Strangely this fledging art interest was gathering momentum while Heath was among Kiwi troops and a huge American contingent fighting the final stages of World War II on remote Florida Island in the Solomon Islands.
"Because there were Americans, the mail was really good, if you sent things away they always got there, especially to America."
In the mess one day he happened to pick up a Washington School of Art magazine and realised the front cover was the picture he had drawn.
"I thought I was made, I thought I was going to be a big artist, you know ‘come in Miss Jones, take notes please’, as big as that."
On returning to New Zealand at the end of the war Heath's enthusiasm and self belief in his artistic ability was somewhat dented when he took a bundle of drawings into an advertising agency with a view to securing some work only to be told "the drawings of hands are hopeless, sorry, you'll never be an artist, I'd suggest you take up something else".

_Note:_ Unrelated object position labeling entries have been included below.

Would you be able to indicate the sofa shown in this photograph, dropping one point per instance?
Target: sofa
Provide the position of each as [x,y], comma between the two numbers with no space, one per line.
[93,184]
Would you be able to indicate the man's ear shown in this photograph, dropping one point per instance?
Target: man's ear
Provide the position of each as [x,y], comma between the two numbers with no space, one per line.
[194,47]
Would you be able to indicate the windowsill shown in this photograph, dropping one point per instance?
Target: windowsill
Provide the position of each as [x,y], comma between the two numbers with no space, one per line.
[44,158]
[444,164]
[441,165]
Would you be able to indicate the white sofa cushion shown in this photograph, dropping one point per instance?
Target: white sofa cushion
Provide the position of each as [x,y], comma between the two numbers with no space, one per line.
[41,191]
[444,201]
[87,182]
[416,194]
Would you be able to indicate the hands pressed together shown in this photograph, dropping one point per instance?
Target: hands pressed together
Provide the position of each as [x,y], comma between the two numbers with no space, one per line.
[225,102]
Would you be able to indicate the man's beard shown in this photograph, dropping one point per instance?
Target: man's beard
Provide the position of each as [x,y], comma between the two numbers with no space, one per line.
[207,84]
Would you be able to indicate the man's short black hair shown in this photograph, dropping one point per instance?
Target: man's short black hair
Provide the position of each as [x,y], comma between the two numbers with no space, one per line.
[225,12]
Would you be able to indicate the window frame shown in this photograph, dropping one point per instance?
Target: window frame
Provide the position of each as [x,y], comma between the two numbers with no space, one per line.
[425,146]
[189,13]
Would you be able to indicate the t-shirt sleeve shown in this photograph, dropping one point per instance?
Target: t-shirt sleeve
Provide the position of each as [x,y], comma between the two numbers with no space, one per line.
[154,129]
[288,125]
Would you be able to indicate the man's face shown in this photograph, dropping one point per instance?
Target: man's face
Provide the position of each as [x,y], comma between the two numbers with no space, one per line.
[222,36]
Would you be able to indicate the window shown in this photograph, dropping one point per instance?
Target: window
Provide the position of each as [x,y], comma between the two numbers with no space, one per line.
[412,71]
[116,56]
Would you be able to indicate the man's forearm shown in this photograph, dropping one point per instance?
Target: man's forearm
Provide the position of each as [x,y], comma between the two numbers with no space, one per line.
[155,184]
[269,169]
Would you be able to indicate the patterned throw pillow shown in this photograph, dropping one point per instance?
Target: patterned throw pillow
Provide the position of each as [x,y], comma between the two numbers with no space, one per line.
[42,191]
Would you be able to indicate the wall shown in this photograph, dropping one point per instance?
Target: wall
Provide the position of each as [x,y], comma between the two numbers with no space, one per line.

It was a knock that was never going to send young Heath flying. Instead he returned to the safety of The Evening Post and started work as a photo engraver. But with art still in mind he grabbed the chance to work at Milsom Studios, an advertising agency, where he learnt the basics of hand lettering.
"Drawing one word could take a whole morning, everything had to be so precise, it was a good grounding."
By 28 Heath had sufficient expertise to go it alone and began freelancing. Work ranged from record covers to book covers, hoarding signs to advertising display art. But it was a mate who lived round the road that persuaded him to start doing a few illustrations for The Dominion along with all his other contracts.
"I started just doing small illustrations, not cartoons, and then they said ‘C'mon Heath we'd like you to do cartoons’ and I said ‘no way’. Six months later they approached me again, I gave in and said I would try and that's when it all began."
"If I got an idea I would scribble out something, go and see the editor and make sure it fitted with their policy and then draw it up."
"Political cartoons were always the hardest until I got into the know a bit. The standard man-in-the-street, beer-prices-type cartoon was easy."
Touch-ups or second and third attempts at a cartoon were not for Heath, each cartoon was drawn quickly prefaced only by much thought. And while the public face of the man is his cartoon art, less known is his enormous research and dedication to the drawing of some of New Zealand's iconic machines and fish.
He illustrated two volumes of New Zealand trains — Classic Steam Locomotives and Classic Railcars, and Electric and Diesel Locomotives. It was a huge effort involving travel throughout the country, visiting rail museums, photographing and sketching to then return home to spend hundreds of hours painstakingly drawing each illustration bolt and nut perfect.
He also illustrated the book Shipwrecks around New Zealand and his little-known illustrations of New Zealand fish are being reproduced and for sale for the first time. Aucklander Keith Cagney has digitised Heath's fish art and describes the illustrations as "exquisite watercolour works" that every New Zealander should own.
After a quadruple bypass last year Heath has slowed from his usual fast pace, but daughter Maude keeps encouraging him to head to his studio, where his latest works are "cog art" mixing his wickedly dry cartoon humour with his artistic talent all started nearly seven decades ago in a remote island in the Pacific.
Heath's latest cog art can be seen at Artel Gallery, Lindale tourist complex, Paraparaumu.